In Karen’s case, she’s competing as a world class athlete.

When asked why she endures so much to race now, Karen said, “I want to push the limits of what people think is possible, so that other stage IV metastatic breast cancer patients know they can do amazing things.” 

With a smile, Karen says she is looking at other treatment options for this fall. She is optimistic, and when you meet her, she exudes a health and warmth that makes you forget the cancer.

The Last Race?

On July 12, 2018 at the start line for the 2018 World Aquathlon Championships in Fyn, Denmark, Karen Newman bobbed between two buoys along with twenty other women from around the world. As hordes of jellyfish stung her exposed feet, she marveled that she could be there just three weeks after a shot of chemotherapy.

When the gun went off, she plunged her face into the water and was immediately stung on the mouth. After the 1K swim through myriad tentacles, she struggled to get her ear and nose plugs out. “That transition cost me the podium,” she said. 

At 22:37, she ran the fastest 5K of any competitor in the women, age 55-59, division. Her overall time was 43:10. She finished in sixth place overall and was the first American, proudly representing Team USA.

Karen Newman at her home in Charlotte, Vt. Photo

When asked if she still plans to retire, Karen said, “I just might be back. If I can get the fastest run time in the world after only two weeks of training, who knows what’s next?” She said that when she runs, she feels healed.

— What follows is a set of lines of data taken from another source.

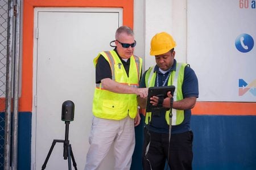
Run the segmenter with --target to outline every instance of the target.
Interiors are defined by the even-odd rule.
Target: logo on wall
[[[236,39],[235,45],[238,51],[247,53],[253,49],[254,41],[253,37],[249,34],[242,33]]]
[[[243,79],[239,79],[239,95],[242,96],[247,91],[256,96],[256,79],[249,84]]]

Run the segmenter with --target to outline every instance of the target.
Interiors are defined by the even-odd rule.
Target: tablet
[[[159,111],[166,111],[169,110],[169,108],[163,107],[162,105],[152,105],[150,103],[150,97],[154,96],[162,97],[164,99],[167,97],[167,92],[171,91],[172,95],[174,95],[174,91],[175,90],[175,86],[161,86],[161,87],[151,87],[148,88],[148,94],[147,99],[147,106],[146,108],[146,112],[159,112]]]

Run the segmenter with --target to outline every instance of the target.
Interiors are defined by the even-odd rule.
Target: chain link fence
[[[0,169],[3,169],[8,0],[0,0]]]

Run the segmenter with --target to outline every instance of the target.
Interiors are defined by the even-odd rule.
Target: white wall
[[[176,59],[187,61],[186,0],[134,0],[134,29],[138,42],[135,54],[144,59],[146,70],[155,65],[155,57],[149,54],[151,40],[163,31],[171,34],[176,42]]]

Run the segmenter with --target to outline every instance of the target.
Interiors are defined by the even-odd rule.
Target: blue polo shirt
[[[176,61],[174,60],[174,64],[171,68],[166,73],[163,74],[159,70],[157,65],[155,66],[154,72],[157,73],[158,76],[155,81],[155,86],[156,86],[156,82],[158,82],[159,86],[162,86],[166,78],[168,78],[170,71],[176,70]],[[148,70],[146,71],[142,75],[141,82],[139,83],[140,88],[146,87],[145,75]],[[167,86],[167,85],[166,85]],[[199,96],[199,86],[197,78],[195,71],[188,66],[185,67],[184,81],[182,84],[182,93],[183,98],[189,97]],[[166,112],[152,112],[151,121],[148,125],[145,125],[146,128],[149,130],[161,133],[169,133],[169,125],[166,120]],[[183,122],[179,125],[172,126],[172,134],[184,133],[191,130],[190,120],[191,117],[191,109],[184,110],[184,120]]]

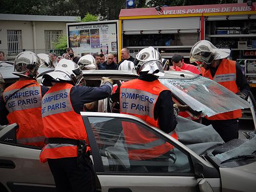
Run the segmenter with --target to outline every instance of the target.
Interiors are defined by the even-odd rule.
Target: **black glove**
[[[244,93],[239,92],[237,92],[236,94],[238,95],[239,97],[242,98],[243,99],[246,100],[247,96]]]
[[[189,108],[189,106],[186,104],[183,105],[180,104],[175,103],[174,104],[174,108],[177,108],[180,111],[185,111],[187,110]]]

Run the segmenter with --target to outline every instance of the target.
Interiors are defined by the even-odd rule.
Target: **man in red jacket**
[[[196,66],[184,62],[183,58],[180,55],[174,55],[172,58],[172,62],[173,66],[170,67],[170,70],[172,69],[174,69],[175,71],[185,70],[196,74],[200,74],[200,71]]]

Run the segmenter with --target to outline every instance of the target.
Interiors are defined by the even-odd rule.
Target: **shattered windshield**
[[[234,167],[254,162],[256,161],[256,137],[229,141],[207,156],[223,167]]]
[[[246,101],[214,81],[198,76],[188,79],[159,79],[173,94],[193,110],[210,117],[251,106]]]

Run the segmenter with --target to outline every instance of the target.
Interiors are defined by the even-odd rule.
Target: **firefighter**
[[[230,50],[218,49],[210,41],[197,42],[190,53],[190,62],[201,63],[203,76],[213,80],[246,100],[250,87],[242,67],[236,61],[227,59]],[[202,123],[212,124],[225,142],[238,138],[238,118],[241,110],[221,113],[204,118]]]
[[[108,97],[113,81],[102,77],[104,84],[100,87],[83,86],[82,71],[77,64],[66,59],[42,78],[43,84],[52,87],[42,99],[47,139],[40,161],[48,161],[58,191],[95,191],[95,172],[80,112],[84,103]]]
[[[150,47],[140,51],[136,59],[139,77],[121,86],[120,113],[138,117],[167,134],[173,132],[172,136],[177,139],[174,131],[177,121],[174,114],[172,92],[158,80],[159,76],[164,75],[160,53]],[[138,96],[129,97],[133,94]],[[167,142],[143,150],[130,148],[132,143],[143,145],[156,142],[157,139],[149,132],[140,132],[132,123],[127,122],[123,126],[125,137],[129,138],[126,144],[130,160],[157,161],[169,158],[173,146]],[[136,166],[131,166],[132,170],[136,170]],[[148,172],[167,172],[168,166],[160,168],[147,166],[146,169]]]
[[[54,68],[55,66],[53,65],[52,60],[50,56],[45,53],[39,53],[37,54],[37,56],[42,61],[42,64],[40,66],[40,67]]]
[[[82,56],[77,63],[82,70],[97,70],[98,66],[95,59],[90,54]]]
[[[19,77],[19,80],[3,93],[3,100],[0,104],[3,113],[0,118],[4,119],[7,117],[9,124],[18,124],[17,143],[44,145],[41,100],[49,89],[40,86],[35,79],[41,62],[33,52],[19,53],[15,59],[13,73]]]

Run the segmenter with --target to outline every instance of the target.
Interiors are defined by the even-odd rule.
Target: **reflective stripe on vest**
[[[236,82],[237,79],[236,61],[223,59],[214,77],[211,76],[209,69],[206,70],[202,68],[201,72],[203,77],[214,80],[233,93],[236,93],[239,91],[238,86]],[[209,120],[215,120],[233,119],[241,117],[242,111],[241,110],[238,110],[221,113],[209,117],[206,117],[206,118]]]
[[[158,96],[140,90],[122,89],[120,94],[122,113],[147,115],[153,118],[154,106]]]
[[[33,83],[24,89],[26,84]],[[34,79],[18,80],[8,87],[3,93],[5,100],[17,90],[7,101],[6,109],[9,124],[16,123],[17,142],[29,145],[43,146],[45,137],[42,133],[41,116],[41,94],[40,85]]]
[[[64,89],[47,94],[42,100],[42,117],[60,113],[73,111],[69,101],[70,89]]]
[[[47,159],[75,157],[77,156],[77,146],[71,144],[49,143],[41,151],[40,162],[45,163]]]
[[[17,143],[36,143],[37,142],[45,142],[46,137],[45,136],[41,137],[34,137],[31,138],[22,138],[17,139]]]

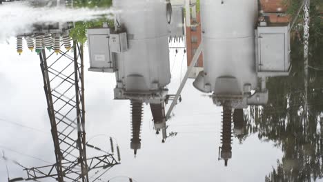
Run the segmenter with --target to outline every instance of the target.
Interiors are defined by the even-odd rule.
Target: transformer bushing
[[[22,37],[19,36],[17,37],[17,52],[19,54],[19,55],[23,52],[23,42],[22,42]]]
[[[241,136],[244,134],[244,110],[235,109],[233,112],[233,131],[235,135]]]
[[[131,115],[132,115],[132,139],[130,148],[133,150],[135,156],[137,150],[141,147],[140,134],[141,130],[141,119],[143,114],[142,103],[137,101],[131,101]]]
[[[48,50],[50,50],[52,48],[52,41],[53,39],[50,34],[48,34],[43,37],[43,44]]]
[[[221,133],[222,146],[220,148],[220,157],[224,160],[224,165],[227,166],[228,159],[232,158],[232,111],[231,108],[223,107],[222,117],[222,132]]]

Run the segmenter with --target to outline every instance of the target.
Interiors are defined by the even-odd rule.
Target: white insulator
[[[60,43],[60,38],[59,37],[55,37],[54,38],[54,50],[56,53],[59,53],[60,52],[59,48],[61,48],[61,43]]]
[[[37,54],[40,53],[43,49],[43,36],[39,35],[36,37],[36,52]]]
[[[69,50],[71,48],[71,43],[70,43],[70,37],[69,35],[64,35],[63,36],[63,42],[64,43],[64,47],[66,50]]]
[[[26,40],[27,41],[27,47],[28,47],[29,50],[32,51],[35,47],[34,38],[32,37],[28,37]]]
[[[43,37],[43,44],[48,50],[51,50],[52,47],[52,35],[48,34]]]
[[[19,53],[19,55],[23,52],[23,42],[22,42],[22,37],[17,37],[17,52]]]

“There is a pre and post cancer Karen,” said Peter. “Sometimes situations like hers remind you of how precious life is. She has always been someone who laughs. She’s the most unique person I’ve ever met, and despite what she’s been through, she maintains a childlike wonder at the world,” said Peter, who has watched other cancer patients and athletes react to Karen over the years.

“She makes you feel like you’re the only person in the world when you’re in front of her. Despite the fact that we’ve aged, she still makes my heart jump when she walks around the corner.”

“This life is about love,” said Karen. “And my mission is to leave a legacy of love. Nobody is going to remember what you did, but they will remember how you lived.”